Canada Pulls Out Of Kyoto Protocol
13 December, 2011
Canada has pulled out of the Kyoto protocol on climate change, one day after an update was agreed on, saying the accord won't work.
The protocol "does not represent a way forward for Canada" and would have forced it to take "radical and irresponsible choices", Peter Kent said in Toronto, on Monday.
He added that it was a mistake for Canada to have signed up for Kyoto: "As we've said, Kyoto for Canada is in the past ... We are invoking our legal right to formally withdraw from Kyoto."
"The Kyoto protocol does not cover the world's two largest emitters, China and the US and therefore cannot work," he said.

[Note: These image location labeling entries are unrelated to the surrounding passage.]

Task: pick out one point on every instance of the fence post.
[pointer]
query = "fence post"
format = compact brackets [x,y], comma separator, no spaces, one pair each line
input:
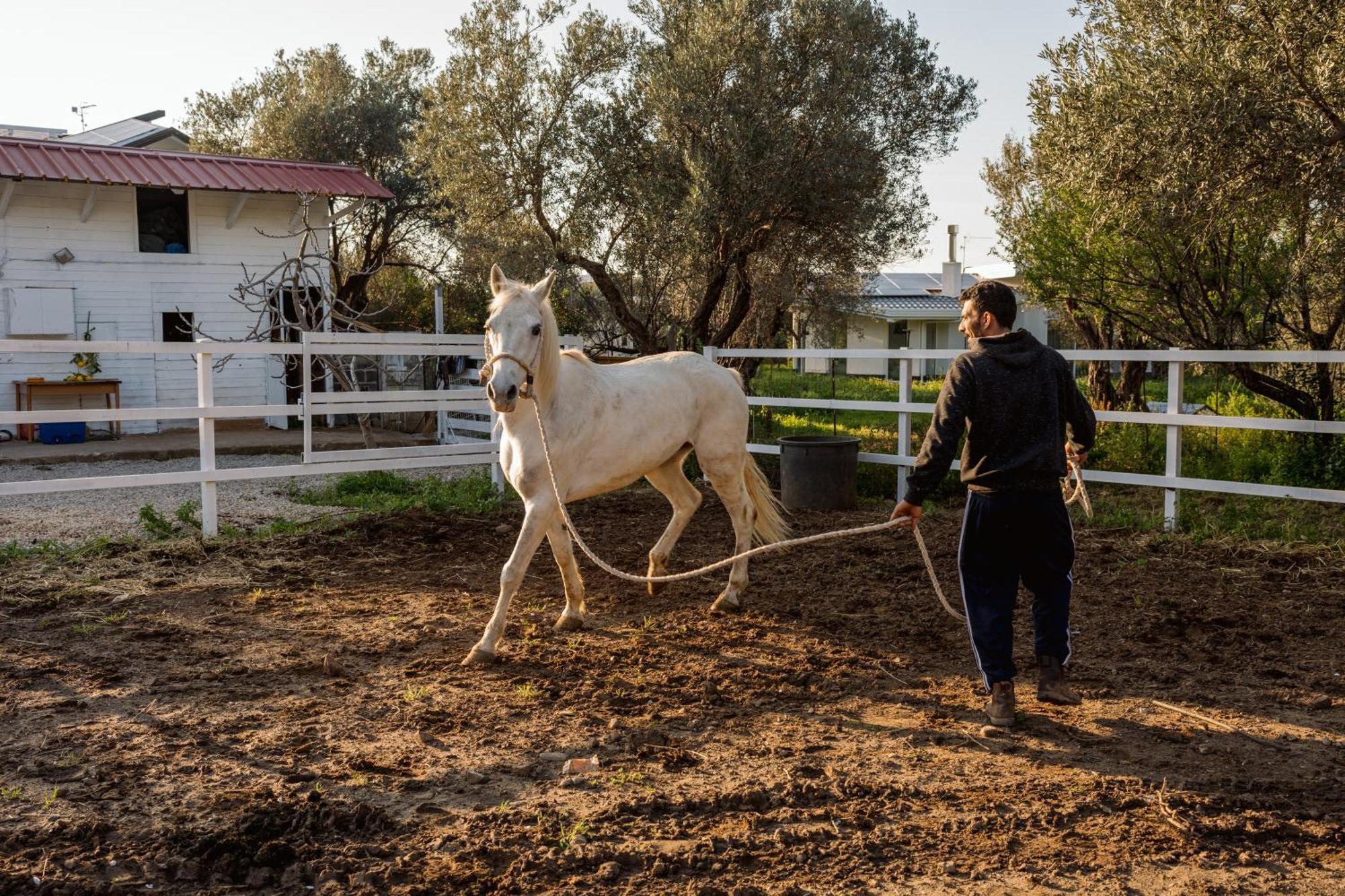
[206,428]
[1172,455]
[903,423]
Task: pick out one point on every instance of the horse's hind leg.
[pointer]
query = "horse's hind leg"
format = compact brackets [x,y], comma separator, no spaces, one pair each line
[670,479]
[536,524]
[727,477]
[574,615]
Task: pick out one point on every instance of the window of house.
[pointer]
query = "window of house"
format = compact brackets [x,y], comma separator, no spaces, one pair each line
[180,326]
[162,220]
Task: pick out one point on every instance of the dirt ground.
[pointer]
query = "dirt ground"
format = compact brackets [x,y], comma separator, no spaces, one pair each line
[291,716]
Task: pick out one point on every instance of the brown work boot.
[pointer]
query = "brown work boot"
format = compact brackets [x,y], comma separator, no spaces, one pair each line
[1052,688]
[1001,709]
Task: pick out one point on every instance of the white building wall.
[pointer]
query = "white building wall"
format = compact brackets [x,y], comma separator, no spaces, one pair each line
[867,333]
[124,291]
[1035,321]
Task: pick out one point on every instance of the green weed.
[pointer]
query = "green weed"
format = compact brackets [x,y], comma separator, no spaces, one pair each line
[388,491]
[570,833]
[155,524]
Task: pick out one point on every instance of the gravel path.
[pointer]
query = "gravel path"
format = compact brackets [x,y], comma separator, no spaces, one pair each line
[77,516]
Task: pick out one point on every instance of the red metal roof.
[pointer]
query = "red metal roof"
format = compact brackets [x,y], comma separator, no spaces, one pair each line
[83,163]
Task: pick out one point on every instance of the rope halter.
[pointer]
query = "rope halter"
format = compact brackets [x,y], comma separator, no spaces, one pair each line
[489,366]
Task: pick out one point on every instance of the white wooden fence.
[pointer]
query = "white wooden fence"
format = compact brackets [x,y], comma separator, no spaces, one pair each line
[1172,482]
[206,412]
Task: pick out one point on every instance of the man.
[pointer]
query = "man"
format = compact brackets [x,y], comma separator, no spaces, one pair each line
[1015,399]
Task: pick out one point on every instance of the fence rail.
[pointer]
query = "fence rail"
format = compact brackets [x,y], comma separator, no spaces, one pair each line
[1174,419]
[206,412]
[471,401]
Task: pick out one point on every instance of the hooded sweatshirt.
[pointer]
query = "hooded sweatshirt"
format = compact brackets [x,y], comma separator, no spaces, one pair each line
[1013,396]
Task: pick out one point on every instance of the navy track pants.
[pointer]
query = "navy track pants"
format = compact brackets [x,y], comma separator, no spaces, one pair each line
[1007,538]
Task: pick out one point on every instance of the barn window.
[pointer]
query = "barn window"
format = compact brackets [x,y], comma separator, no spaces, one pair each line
[180,326]
[162,220]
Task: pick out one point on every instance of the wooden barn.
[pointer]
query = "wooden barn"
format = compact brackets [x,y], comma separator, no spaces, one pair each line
[147,245]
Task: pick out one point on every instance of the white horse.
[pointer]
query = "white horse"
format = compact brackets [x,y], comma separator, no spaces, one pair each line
[607,425]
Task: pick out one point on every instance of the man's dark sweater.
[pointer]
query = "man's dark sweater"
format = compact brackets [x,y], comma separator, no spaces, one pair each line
[1015,397]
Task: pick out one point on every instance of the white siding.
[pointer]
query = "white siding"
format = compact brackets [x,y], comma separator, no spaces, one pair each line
[126,291]
[867,333]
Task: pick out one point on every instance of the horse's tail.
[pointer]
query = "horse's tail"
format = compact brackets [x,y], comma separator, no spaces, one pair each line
[769,522]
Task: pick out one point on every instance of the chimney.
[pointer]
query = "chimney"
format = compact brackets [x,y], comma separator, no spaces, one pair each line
[953,268]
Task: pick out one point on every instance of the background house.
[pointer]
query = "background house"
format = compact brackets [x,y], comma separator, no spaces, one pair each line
[154,244]
[914,311]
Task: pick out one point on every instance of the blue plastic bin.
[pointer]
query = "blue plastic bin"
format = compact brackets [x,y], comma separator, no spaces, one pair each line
[61,434]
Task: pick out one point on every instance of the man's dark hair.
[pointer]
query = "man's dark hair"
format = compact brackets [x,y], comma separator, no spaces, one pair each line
[993,296]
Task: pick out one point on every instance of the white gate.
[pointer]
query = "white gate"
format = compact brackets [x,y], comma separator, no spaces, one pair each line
[461,400]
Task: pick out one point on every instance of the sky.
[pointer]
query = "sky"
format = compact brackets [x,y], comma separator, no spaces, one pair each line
[134,57]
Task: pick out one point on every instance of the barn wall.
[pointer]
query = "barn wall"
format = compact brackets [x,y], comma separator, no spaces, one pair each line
[124,291]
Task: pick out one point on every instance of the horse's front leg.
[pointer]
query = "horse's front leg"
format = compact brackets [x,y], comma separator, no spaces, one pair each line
[536,522]
[572,618]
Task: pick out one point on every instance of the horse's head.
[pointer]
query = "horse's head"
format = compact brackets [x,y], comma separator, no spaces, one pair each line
[521,337]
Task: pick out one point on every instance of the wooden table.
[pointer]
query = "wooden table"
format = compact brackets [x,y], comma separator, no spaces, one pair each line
[26,389]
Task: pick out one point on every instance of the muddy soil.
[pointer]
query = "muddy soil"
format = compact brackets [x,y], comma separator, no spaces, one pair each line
[290,716]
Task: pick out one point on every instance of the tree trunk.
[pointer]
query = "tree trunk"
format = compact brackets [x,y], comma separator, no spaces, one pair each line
[367,430]
[1096,337]
[1301,403]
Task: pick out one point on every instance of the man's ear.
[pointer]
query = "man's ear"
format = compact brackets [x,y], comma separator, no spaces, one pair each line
[543,288]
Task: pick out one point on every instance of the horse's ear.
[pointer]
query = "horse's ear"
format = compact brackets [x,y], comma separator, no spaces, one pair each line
[543,288]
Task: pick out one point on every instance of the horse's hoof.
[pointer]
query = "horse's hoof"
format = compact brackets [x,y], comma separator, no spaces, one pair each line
[727,603]
[656,571]
[570,623]
[479,658]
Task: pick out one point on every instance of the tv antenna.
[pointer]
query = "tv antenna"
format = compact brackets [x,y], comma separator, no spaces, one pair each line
[80,110]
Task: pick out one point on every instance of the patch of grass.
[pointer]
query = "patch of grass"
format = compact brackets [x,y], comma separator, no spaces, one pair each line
[1245,455]
[415,692]
[155,524]
[1207,517]
[388,491]
[571,833]
[73,758]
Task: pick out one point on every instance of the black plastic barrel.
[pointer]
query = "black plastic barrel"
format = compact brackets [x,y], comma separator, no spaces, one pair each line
[820,473]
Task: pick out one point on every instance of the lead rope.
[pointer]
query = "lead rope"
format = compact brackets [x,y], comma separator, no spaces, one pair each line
[728,561]
[1079,494]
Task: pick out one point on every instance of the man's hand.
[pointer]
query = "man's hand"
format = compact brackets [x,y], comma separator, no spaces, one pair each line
[911,512]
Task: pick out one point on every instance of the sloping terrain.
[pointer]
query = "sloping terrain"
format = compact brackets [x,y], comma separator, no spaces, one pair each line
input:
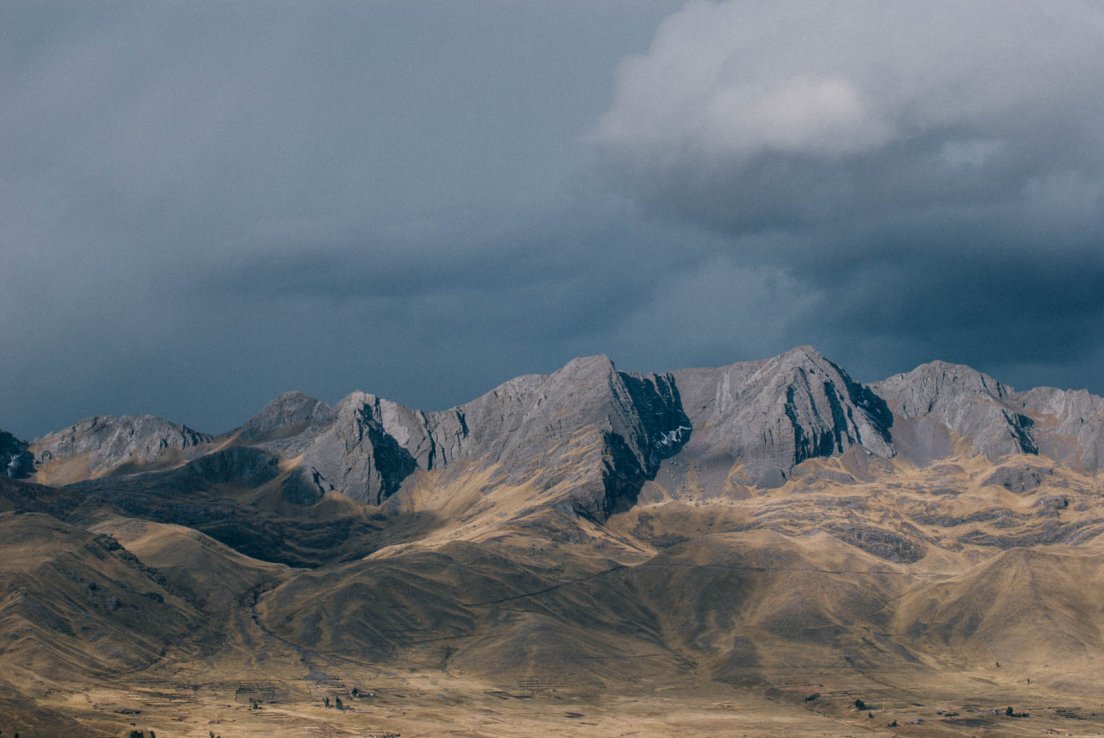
[593,551]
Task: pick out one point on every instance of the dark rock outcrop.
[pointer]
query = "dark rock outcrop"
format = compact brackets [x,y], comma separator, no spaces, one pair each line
[16,461]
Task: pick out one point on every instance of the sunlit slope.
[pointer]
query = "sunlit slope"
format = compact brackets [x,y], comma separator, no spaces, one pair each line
[75,602]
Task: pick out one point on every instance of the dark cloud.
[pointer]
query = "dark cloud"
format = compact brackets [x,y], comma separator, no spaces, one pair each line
[208,203]
[931,178]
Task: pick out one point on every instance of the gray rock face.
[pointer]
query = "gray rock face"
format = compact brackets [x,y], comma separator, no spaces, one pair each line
[123,443]
[942,403]
[16,461]
[1069,425]
[773,414]
[592,435]
[289,415]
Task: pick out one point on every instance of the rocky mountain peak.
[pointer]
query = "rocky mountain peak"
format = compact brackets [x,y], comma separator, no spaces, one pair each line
[287,415]
[772,414]
[106,444]
[946,403]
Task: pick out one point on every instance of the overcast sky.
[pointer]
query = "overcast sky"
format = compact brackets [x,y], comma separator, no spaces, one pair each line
[205,203]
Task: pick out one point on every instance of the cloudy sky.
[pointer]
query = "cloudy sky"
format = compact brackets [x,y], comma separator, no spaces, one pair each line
[205,203]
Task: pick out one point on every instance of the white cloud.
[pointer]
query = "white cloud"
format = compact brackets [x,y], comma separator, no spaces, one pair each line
[723,84]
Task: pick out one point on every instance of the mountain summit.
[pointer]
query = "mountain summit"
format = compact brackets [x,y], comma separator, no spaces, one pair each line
[768,541]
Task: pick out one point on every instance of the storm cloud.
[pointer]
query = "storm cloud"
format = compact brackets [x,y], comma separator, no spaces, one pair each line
[203,204]
[932,175]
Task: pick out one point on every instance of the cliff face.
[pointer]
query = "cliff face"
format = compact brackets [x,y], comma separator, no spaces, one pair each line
[593,434]
[16,461]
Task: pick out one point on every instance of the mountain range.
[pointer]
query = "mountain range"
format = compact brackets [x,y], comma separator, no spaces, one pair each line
[771,534]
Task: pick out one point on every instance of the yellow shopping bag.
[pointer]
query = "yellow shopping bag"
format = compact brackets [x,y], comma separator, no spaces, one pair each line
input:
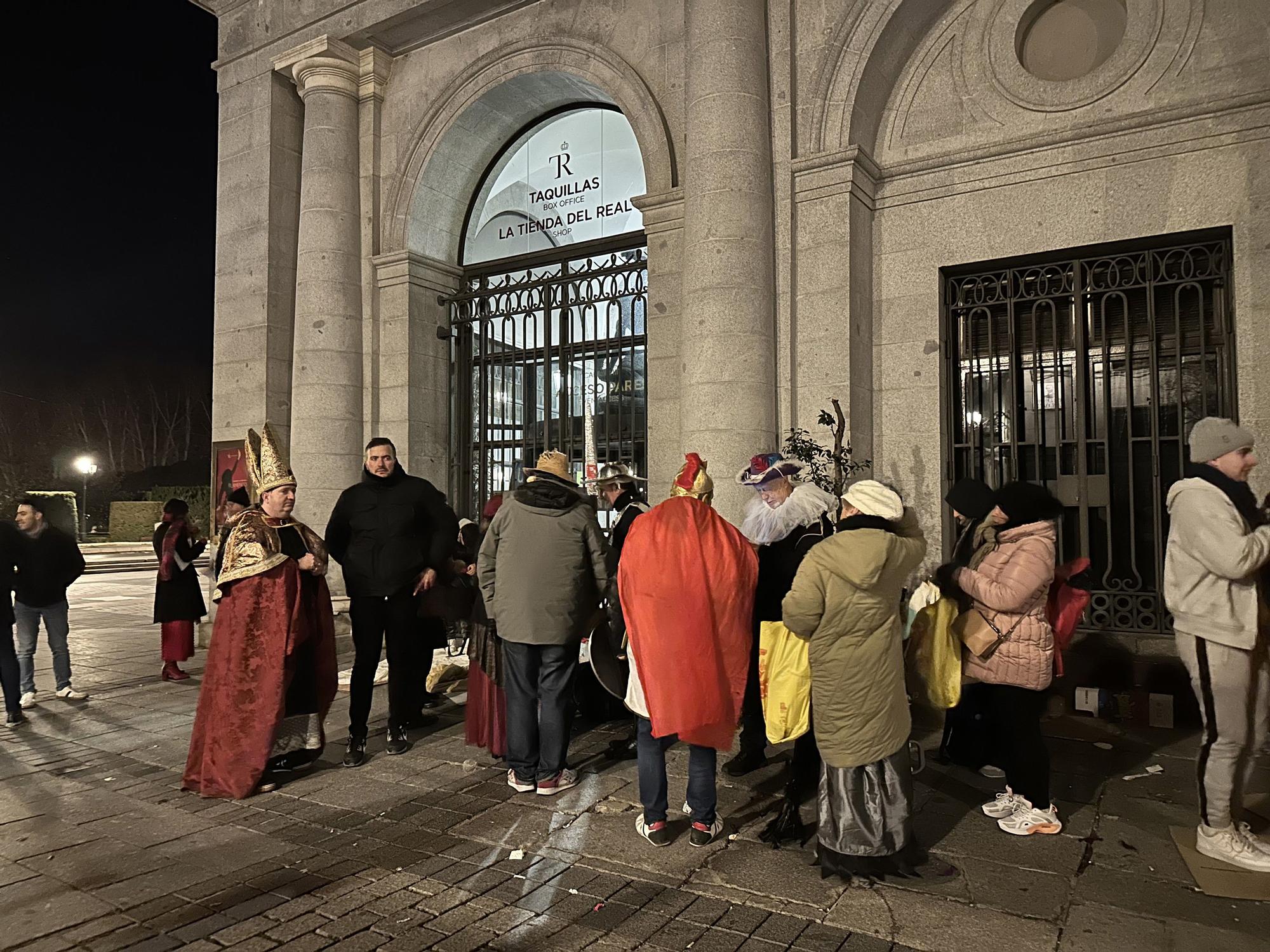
[934,657]
[785,682]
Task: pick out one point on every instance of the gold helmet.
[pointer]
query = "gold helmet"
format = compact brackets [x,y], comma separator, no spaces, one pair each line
[694,480]
[267,463]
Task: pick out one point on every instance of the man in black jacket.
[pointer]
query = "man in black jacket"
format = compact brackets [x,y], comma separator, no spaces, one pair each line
[10,676]
[49,562]
[393,536]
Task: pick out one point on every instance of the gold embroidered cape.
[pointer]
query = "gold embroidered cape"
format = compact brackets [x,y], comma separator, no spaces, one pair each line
[253,548]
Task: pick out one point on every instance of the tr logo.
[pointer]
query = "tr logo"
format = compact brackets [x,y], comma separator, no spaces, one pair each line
[562,162]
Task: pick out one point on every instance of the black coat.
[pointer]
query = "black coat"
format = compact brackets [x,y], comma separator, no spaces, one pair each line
[385,531]
[778,565]
[181,598]
[11,540]
[48,565]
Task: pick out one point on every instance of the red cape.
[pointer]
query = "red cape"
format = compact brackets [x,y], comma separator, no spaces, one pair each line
[265,626]
[686,582]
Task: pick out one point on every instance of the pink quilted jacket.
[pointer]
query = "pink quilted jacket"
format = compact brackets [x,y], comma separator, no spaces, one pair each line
[1012,585]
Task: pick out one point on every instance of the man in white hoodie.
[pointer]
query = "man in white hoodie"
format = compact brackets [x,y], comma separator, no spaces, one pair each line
[1219,544]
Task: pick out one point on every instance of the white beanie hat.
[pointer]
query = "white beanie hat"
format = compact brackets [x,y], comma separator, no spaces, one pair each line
[873,498]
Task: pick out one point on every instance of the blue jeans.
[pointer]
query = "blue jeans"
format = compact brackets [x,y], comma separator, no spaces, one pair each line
[703,799]
[57,628]
[539,708]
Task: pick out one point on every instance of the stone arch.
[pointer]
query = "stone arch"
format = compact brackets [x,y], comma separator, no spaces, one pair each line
[471,121]
[868,56]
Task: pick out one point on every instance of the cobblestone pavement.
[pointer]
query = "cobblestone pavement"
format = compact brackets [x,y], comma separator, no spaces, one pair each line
[100,849]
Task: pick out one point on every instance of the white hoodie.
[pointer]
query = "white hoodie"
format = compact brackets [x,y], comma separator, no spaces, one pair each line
[1211,565]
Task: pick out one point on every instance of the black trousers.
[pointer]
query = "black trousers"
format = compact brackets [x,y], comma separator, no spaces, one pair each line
[1014,720]
[10,676]
[539,685]
[378,621]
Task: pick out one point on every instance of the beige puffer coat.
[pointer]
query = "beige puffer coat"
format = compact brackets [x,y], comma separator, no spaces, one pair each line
[846,601]
[1012,586]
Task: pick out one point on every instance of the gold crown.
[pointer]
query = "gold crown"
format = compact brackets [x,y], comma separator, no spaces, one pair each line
[693,480]
[266,461]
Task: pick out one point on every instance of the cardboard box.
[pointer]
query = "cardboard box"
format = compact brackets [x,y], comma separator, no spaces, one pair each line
[1088,700]
[1160,711]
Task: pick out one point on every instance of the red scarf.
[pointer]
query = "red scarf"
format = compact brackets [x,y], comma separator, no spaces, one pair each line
[168,568]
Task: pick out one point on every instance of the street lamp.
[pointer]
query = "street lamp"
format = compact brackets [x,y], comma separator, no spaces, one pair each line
[87,468]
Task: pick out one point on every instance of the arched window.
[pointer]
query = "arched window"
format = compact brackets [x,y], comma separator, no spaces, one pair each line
[549,328]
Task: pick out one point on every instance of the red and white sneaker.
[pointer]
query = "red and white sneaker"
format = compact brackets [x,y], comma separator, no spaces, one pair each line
[518,785]
[1028,821]
[566,780]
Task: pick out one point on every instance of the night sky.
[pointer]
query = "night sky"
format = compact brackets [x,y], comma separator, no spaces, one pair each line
[110,192]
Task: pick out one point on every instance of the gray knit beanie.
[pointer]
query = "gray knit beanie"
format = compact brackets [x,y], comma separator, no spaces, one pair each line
[1215,437]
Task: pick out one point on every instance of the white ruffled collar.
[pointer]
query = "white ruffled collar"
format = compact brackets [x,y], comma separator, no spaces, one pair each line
[805,507]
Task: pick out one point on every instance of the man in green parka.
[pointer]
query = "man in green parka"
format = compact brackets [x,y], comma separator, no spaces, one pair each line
[846,601]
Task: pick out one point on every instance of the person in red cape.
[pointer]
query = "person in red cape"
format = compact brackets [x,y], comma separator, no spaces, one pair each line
[271,670]
[686,583]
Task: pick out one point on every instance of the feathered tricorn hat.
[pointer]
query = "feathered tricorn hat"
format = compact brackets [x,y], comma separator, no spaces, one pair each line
[266,463]
[694,480]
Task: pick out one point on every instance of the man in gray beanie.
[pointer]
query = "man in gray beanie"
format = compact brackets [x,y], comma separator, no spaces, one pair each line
[1219,544]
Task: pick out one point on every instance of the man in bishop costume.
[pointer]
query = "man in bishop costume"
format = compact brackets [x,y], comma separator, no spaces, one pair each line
[271,670]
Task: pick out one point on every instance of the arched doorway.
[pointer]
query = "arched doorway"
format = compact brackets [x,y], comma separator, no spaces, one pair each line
[549,327]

Kent added that he would be formally advising the United Nations of his country's intention to withdraw.
Megan Leslie, environment spokesperson for Canada's opposition New Democratic Party said the government was abdicating its international responsibilities.
"We all knew the rumours. We all heard the reports that Canada planned to withdraw from Kyoto, and so today we actually saw it laid out before us," she said.
'Kyoto is the past'
The move does not come as a surprise, especially since Kent said last month that "Kyoto is the past".
He said the cost of meeting Canada's obligations under Kyoto would cost $13.6bn.
"That's $1,600 from every Canadian family; that's the Kyoto cost to Canadians. That was the legacy of an incompetent liberal government," he said.
The right-of-centre Conservatives took power in 2006 and made clear they would not stick to Canada's Kyoto commitments.
Canada's delegation said little during recent climate talks in South Africa where countries agreed to extend the Kyoto protocol and hammer out a new deal to force big polluters to cut greenhouse emissions.
Canada has said it backs a new global deal to cut emissions of greenhouse gases, but insists it has to cover all nations,
including China and India, which are not bound by Kyoto's current targets.
Canada's former Liberal government signed up to Kyoto, which obliged the country to cut emissions to six per cent below 1990 levels by 2012. By 2009, emissions were 17 per cent above the 1990 levels.
The decision to quit will not help the international reputation of the North American country, a major energy producer which critics say is becoming a climate renegade.